何の計画性もなく、全くの気紛れで、フラッと出掛けた街で、僕は無になる。
日常というシガラミと、平凡というヌケガラを捨てて、多少は、ほんの少しは自分を解放して、そしてその反面、誰にも見せない表情で世間に背を向ける。
なんだかんだ言っても、所詮その範囲を出ることはなく、ただ、現状よりは遥かに僕を包み込んでくれる都会の闇の優しさと懐の深さ、煩わしいほどの客引きのようなその他大勢感に浸る、ヨロコビ....嫌いじゃないだろ?当然のごとく首を縦に振る。

次第に気分は高揚する。
こんな単純な自分なのに、また事態を複雑怪奇にしようとアンテナを立てる。
何にもないことはわかってる。
ナンにも無いからいいんだ。
何も、怖いものないじゃない。
もう、道も覚えたし、未知へ向かって最初の扉を開けた。

仁義を切ったつもりだったのか。
本当はストレートに「会いたい」と言えばいいものを、弱腰の建前と自分勝手な本音が、おひけェなすって、と慣れないことをさせる。
来てくれるといいな、でも無理だろうな。ボールを投げてみて、その行方を追った。
ひとしきり心拍数が落ち着いた時、球は直球で返ってきた。

若者とタバコの煙でむせ返るような店内で、僕は「借りてきたネコ」(というか殆ど招かれざる客)状態で埋没していた。酔ってなければ泣いて家に帰っていただろう。
思考回路が鈍くなっていた分、感性も鈍になっていたのがかえってよかったのかも知れない。自分がどう映っているかとか、どんな風に見られているかとか、考えなくても良かったから。でもそれは僕にとっての価値観に過ぎず、どこか不躾で失礼な態度につながっていたことは十分考えられる。

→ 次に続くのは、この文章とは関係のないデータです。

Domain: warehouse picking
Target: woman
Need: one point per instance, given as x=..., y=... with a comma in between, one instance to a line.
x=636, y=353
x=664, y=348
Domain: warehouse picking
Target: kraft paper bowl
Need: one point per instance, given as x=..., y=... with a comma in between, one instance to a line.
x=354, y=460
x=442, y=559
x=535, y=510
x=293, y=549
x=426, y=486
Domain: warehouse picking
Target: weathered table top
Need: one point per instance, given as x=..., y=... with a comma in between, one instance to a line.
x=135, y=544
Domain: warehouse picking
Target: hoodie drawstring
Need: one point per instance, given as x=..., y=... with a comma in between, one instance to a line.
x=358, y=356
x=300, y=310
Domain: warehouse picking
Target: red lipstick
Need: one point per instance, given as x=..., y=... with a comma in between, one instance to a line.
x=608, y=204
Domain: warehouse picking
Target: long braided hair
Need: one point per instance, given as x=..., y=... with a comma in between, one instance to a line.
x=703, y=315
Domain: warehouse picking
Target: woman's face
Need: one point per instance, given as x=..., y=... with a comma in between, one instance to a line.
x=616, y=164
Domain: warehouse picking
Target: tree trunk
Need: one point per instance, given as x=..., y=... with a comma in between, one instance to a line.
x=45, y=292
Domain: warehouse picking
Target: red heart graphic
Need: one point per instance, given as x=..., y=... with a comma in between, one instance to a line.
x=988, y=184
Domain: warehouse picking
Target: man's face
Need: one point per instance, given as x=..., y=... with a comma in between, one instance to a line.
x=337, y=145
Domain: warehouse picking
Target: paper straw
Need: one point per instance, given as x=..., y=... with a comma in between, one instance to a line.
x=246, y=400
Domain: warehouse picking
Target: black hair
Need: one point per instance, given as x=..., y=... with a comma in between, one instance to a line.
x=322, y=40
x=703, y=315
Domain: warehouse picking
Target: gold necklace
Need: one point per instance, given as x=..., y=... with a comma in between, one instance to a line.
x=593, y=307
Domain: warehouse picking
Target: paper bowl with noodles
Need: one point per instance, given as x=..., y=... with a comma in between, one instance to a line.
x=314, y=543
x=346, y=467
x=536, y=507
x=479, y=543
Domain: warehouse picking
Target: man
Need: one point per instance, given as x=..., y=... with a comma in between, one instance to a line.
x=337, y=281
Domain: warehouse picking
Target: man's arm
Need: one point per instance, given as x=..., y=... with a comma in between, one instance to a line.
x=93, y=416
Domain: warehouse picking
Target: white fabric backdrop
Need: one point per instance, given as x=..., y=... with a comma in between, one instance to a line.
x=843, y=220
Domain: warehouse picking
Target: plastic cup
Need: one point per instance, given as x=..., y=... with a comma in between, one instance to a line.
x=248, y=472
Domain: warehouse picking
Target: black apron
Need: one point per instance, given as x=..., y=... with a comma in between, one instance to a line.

そんなこと=僕の悲惨な状況を心配してくれている人がいることなんて考えもしない、厚顔無恥....

自分勝手でわがままなどうしようもない自分、を見た夜でもあった。
時間の経過とともに、僕は頭を抱えてしゃがみこむ。
素直になれば、ありがとう。
卑屈になれば、ごめんなさい。
そんなこんなをひっくるめて西に向かって頭を垂れる。


※人の温かさに触れて恥を知る。